Residents of low-gravity (or low-lying) areas in the city are facing an acute water crisis as load shedding has interrupted the process of channeling water to their neighbourhoods.
Channelisation is the process of filling canals with water. Normally, if there is an hour of load shedding at major pumping stations such as those at Pipri and Gharo, it would take up to 12 hours to fill the canal.
Iftikhar Ahmed Khan, the chief engineer for bulk water distribution, said that the Karachi Water and Sewerage Board (KWSB) cannot afford to set up standby generators, which cost Rs1 million each, at nearly 200 pumping sites in city. “The water board does not have any problem with its bulk supply and distribution from the River Indus to the main reservoirs but it cannot afford to spend large amounts on alternate means of electricity [when there is load shedding].”
Cities have a complex water supply system as water has to go through multiple points of bifurcation so that it can be supplied to different towns and localities. Water travels from a bulk supply line to semi-bulk supply lines, from where it goes to local pumping sites and then to water boosting lines. The water reaches end users once it has travelled through these four points.
Furthermore, water distribution is scheduled differently in different parts of the city. At some places, it is repeated every 12 hours, while at others it can be at intervals of 36 to 48 hours.
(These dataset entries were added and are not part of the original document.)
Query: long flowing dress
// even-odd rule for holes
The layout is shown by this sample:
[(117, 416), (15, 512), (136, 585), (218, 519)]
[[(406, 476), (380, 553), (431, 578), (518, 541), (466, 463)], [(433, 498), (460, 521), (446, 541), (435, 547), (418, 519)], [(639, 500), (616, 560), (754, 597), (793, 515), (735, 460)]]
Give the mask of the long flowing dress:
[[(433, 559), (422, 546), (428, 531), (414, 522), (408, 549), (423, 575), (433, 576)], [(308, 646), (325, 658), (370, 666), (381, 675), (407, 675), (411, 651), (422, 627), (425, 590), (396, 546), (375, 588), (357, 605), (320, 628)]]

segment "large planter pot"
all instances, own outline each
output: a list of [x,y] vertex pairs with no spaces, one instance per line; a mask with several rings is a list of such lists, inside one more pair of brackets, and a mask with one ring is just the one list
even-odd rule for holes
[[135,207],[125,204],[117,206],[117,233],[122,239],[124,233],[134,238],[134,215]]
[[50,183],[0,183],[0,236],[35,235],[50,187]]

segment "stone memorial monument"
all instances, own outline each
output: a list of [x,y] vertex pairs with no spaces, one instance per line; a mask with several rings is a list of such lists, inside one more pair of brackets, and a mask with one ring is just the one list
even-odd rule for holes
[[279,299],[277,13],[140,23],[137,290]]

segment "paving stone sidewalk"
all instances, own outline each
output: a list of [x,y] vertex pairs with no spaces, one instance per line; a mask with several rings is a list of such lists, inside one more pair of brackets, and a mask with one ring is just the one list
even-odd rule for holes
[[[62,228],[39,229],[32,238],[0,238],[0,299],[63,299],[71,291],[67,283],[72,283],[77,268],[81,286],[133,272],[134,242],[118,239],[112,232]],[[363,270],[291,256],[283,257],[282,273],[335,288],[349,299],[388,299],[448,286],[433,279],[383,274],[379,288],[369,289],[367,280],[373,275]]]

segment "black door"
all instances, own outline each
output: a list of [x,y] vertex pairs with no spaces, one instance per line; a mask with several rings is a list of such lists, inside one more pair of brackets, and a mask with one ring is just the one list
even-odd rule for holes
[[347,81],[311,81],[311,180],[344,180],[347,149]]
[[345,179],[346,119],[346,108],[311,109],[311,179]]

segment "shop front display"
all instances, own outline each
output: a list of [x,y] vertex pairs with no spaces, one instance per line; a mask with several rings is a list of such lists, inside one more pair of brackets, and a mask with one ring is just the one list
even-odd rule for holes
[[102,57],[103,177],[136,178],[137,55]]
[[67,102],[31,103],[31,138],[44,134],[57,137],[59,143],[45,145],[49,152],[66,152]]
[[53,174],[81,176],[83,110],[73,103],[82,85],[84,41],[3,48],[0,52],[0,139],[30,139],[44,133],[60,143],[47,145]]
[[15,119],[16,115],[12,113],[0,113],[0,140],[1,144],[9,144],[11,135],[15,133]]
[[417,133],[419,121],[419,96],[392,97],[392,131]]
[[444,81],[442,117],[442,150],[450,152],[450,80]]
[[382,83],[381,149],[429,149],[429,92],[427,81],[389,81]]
In the majority of cases, the distribution is done at 48-hour intervals.
If there is load shedding or any glitch in the pumping system, the bulk lines, which are like canals, take 36 to 48 hours to be filled again. Only after that can water be pumped back, and it takes another 48 hours for it to go through the four bifurcation points, to reach houses. This entire process is referred to as ‘channelisation’, and any disruption of power at the bulk supply line point can, therefore, cause a delay of four days to get the supply back to normal.
The majority of people from low-income areas such as New Karachi, Orangi and Baldia towns are the victims of this problem. They have to fetch water in buckets from town offices, while those who can afford to store water buy it from tankers.
People living in apartments and in multi-storeyed buildings in high-gravity areas also have trouble pumping water, said the chief engineer. “These areas are solely dependent on a mechanical water suction system, which relies on electric motors. When this schedule is affected, it takes four days for the water supply to resume.”
Meanwhile, there are certain areas in the low-gravity category where the KWSB does not need to pump water. They include Korangi, Ittehad town, Liaquatabad, F.B. Area, Water Pump, Ayesha Manzil, parts of Lyari, Jamshed town and old Nazimabad.
Published in The Express Tribune, May 16th, 2011.